Nanoparticle Transport Dynamics in Synthetic Mucin Hydrogel Networks

This study investigates the diffusion behavior of gold nanorods within a synthetic mucin hydrogel designed to replicate the physiological and viscoelastic properties of lung mucus. Hydrogels were prepared using bovine submaxillary mucin (BSM) at varying concentrations and cross-linked to induce gelation. A known mucolytic agent, N-acetylcysteine (NAC), was introduced into the hydrogel to disrupt its disulfide bonds, thus breaking down the hydrogel network.

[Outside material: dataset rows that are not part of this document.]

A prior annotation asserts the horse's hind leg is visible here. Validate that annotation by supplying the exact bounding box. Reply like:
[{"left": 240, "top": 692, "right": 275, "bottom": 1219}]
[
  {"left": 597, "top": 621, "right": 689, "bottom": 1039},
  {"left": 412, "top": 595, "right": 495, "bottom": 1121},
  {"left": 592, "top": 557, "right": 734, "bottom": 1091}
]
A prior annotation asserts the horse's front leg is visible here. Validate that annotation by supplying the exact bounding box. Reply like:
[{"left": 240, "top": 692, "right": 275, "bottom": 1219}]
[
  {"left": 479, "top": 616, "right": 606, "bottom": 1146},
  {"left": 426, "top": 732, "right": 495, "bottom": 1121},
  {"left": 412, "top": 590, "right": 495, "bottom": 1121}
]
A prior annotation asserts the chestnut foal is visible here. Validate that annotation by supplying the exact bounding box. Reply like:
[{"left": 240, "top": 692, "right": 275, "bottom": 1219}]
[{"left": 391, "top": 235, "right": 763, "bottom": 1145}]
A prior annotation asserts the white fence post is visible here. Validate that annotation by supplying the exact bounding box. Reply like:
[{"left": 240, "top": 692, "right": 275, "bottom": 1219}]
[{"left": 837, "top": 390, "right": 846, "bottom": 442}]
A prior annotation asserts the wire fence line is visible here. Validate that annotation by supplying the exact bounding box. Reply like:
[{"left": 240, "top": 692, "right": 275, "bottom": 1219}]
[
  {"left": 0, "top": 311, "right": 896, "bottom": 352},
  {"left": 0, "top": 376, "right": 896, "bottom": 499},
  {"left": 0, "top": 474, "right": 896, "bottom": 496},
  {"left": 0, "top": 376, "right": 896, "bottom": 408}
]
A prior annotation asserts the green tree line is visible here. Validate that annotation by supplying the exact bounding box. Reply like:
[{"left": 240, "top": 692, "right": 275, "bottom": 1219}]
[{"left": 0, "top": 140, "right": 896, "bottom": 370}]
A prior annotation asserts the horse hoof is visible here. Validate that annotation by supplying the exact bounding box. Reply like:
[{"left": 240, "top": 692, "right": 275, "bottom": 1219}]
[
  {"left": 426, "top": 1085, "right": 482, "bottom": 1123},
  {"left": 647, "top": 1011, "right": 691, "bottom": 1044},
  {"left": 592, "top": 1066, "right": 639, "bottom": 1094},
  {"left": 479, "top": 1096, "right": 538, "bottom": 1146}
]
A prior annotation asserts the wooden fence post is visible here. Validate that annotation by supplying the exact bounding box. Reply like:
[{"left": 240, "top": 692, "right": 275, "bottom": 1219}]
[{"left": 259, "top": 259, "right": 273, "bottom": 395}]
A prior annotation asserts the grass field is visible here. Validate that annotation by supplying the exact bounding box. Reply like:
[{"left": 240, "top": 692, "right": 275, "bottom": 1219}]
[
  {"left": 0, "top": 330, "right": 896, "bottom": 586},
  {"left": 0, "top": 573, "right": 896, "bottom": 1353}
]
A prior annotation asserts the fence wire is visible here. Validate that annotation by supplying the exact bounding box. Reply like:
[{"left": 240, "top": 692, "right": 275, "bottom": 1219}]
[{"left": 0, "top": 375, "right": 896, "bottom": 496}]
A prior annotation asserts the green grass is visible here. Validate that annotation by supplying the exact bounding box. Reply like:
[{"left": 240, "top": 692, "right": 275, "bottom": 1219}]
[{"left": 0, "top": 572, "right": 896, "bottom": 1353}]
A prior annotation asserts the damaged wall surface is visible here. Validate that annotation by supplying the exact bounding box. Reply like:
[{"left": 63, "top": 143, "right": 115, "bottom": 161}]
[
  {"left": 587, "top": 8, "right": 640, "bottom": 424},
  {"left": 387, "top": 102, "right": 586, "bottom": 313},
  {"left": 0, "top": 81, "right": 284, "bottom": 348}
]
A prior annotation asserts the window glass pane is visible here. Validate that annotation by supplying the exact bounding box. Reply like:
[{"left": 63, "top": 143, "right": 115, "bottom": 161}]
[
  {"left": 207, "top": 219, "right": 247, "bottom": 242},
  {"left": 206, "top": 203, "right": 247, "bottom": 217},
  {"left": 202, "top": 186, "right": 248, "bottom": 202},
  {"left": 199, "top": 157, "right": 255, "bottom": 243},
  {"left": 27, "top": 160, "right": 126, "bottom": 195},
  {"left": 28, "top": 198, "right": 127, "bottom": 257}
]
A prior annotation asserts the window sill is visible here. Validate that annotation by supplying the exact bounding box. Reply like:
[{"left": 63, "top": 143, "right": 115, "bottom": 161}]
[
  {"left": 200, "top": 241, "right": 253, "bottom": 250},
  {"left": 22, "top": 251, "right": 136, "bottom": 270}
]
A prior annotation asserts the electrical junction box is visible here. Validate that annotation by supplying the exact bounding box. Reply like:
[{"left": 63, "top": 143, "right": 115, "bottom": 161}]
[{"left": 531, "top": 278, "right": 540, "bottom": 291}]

Two-photon fluorescence correlation spectroscopy provided insights into the rotational and translational dynamics of the anisotropic particles, both before and after NAC treatment. The rotational diffusion coefficients of the nanorods decreased as mucin concentration increased, likely due to the increased viscosity and network density of the hydrogel. In the gelled BSM, a significant increase in rotational diffusion coefficient was observed, which subsequently decreased upon NAC addition. Time-dependent diffusion measurements revealed that NAC had minimal impact on the translational diffusion coefficients, though a general decrease in the rotational diffusion coefficients was observed. These results give us a more profound understanding of how these nanoparticles diffuse within the body's respiratory tract, particularly in the mucus linings. The research is supported by NSF grant no: CBET- 2115827.